Again… words escape me.  This book had me in tears last night. 

After an encounter with her brother and the neighborhood bully – in front of her new “popular” friend, no less – Catherine runs to her room and writes down many new words for Jason. “Murky” was the one that required the most explanation.  She explained that there’s a pond she and her friends like to visit, and the bottom is covered in mud, old leaves and pine needles.  She and her friends often dare each other to dive down to the bottom and bring back a handful of this murky mud and leaves as proof that they made it.  When she dives down, she says her foot sinks into the murky stuff at the bottom – up to her ankle – and just when she feels she’s almost out of breath and afraid the murkiness might not let her go this time, she rushes to the top and feels the exhilaration of fresh air.  She explains to Jason that sometimes with her brother, she feels like she won’t make it back up – she’ll be sucked down instead.

Jason responds by confessing that he sometimes wishes he was dead, which upsets her. He explains that he feels incomplete.  He dreams of running and asks her what that’s like.  After trying to explain it, she decides to take him for a run instead.  His mother is wary, but allows it.  She takes him outside in his wheelchair and runs as fast as she can, until she hits that runner’s high feeling.  Even bound to his chair, he feels it, too.

The author does a wonderful job of juxtaposition with Jason vs.
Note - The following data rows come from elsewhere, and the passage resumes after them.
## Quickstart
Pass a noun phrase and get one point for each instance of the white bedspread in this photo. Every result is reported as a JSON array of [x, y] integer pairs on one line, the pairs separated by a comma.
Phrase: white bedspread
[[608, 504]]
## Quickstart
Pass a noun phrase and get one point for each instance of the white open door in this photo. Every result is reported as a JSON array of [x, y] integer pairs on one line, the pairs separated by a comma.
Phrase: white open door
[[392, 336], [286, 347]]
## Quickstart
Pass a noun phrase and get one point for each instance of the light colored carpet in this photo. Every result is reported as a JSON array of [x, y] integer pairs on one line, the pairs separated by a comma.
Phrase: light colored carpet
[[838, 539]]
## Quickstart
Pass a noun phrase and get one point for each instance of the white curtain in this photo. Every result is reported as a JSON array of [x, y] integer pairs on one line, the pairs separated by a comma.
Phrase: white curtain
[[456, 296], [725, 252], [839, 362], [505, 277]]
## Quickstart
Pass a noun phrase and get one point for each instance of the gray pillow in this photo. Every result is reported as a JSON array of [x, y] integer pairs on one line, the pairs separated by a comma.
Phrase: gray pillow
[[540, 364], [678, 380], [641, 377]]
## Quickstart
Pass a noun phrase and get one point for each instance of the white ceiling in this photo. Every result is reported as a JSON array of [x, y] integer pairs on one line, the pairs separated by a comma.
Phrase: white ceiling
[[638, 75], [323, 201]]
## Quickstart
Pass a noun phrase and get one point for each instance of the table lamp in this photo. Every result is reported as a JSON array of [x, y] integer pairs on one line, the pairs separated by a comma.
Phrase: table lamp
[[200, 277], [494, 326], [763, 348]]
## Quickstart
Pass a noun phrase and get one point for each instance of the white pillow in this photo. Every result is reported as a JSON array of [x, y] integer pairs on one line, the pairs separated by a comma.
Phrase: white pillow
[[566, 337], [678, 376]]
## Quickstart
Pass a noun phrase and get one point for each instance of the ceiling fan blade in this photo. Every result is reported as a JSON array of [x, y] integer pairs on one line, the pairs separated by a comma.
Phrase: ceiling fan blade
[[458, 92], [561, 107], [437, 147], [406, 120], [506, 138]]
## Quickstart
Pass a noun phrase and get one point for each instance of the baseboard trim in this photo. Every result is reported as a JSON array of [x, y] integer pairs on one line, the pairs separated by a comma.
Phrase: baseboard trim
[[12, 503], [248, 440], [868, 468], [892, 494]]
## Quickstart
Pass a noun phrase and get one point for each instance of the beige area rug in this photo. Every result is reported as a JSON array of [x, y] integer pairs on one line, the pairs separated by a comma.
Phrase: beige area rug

Catherine’s brother David.  One has physical abilities, the other has mental ability.  Catherine battles with what matters more – her own feelings or the opinions of others.  In the end, she decides that her friendship with Jason and her love for her brother take precedence over what others might think or say.
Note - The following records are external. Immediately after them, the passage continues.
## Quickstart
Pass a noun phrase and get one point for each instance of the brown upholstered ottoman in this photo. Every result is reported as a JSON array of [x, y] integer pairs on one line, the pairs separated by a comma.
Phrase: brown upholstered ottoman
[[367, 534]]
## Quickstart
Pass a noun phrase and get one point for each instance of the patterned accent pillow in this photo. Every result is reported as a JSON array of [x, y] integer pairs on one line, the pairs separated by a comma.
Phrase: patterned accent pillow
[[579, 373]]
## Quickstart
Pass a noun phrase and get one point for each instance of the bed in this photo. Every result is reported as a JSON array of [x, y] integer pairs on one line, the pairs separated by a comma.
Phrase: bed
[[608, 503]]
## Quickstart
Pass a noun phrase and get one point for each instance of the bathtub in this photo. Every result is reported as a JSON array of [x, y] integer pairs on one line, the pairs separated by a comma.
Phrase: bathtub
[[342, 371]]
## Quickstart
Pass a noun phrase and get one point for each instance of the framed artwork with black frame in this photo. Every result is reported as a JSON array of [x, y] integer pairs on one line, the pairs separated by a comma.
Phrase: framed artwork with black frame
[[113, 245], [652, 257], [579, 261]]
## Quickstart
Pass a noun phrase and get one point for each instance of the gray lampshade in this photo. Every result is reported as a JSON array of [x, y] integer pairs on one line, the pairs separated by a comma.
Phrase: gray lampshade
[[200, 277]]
I saw many similarities between Colin and the character David.  At this point, Ryan and Robbie don’t seem to ever be embarrassed by Colin, which is good.  I worry that won’t always be the case.  I hope we can raise them to understand that friendship and love are more important than what small-minded people think and say. 

One of the “Rules” Catherine made for David struck a chord with me:

Sometimes people laugh when they like you. But sometimes they laugh to hurt you.
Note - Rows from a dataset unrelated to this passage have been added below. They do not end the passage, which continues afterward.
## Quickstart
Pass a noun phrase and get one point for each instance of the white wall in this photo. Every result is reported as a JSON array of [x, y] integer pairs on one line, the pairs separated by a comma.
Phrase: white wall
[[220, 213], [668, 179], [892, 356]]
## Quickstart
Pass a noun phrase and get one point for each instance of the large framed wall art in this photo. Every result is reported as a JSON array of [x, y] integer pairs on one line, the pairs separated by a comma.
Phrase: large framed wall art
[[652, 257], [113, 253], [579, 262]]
I read this out loud to Rick.  He agreed that’s something we both worry about Colin facing as he gets older.  We have zero tolerance for bullying in our house – from anyone – but what can you do to protect your kids outside the home? 

Colin and Ryan are in the same grade.  I hate to put something so heavy on a 7 year old’s shoulders, but I hope Ryan will always try to protect his brother.  I know it won’t always be easy.  I hope we can raise Robbie and Ryan to understand that it’s never okay to make fun of someone for being different – that standing up for the people you love is more important than following the crowd.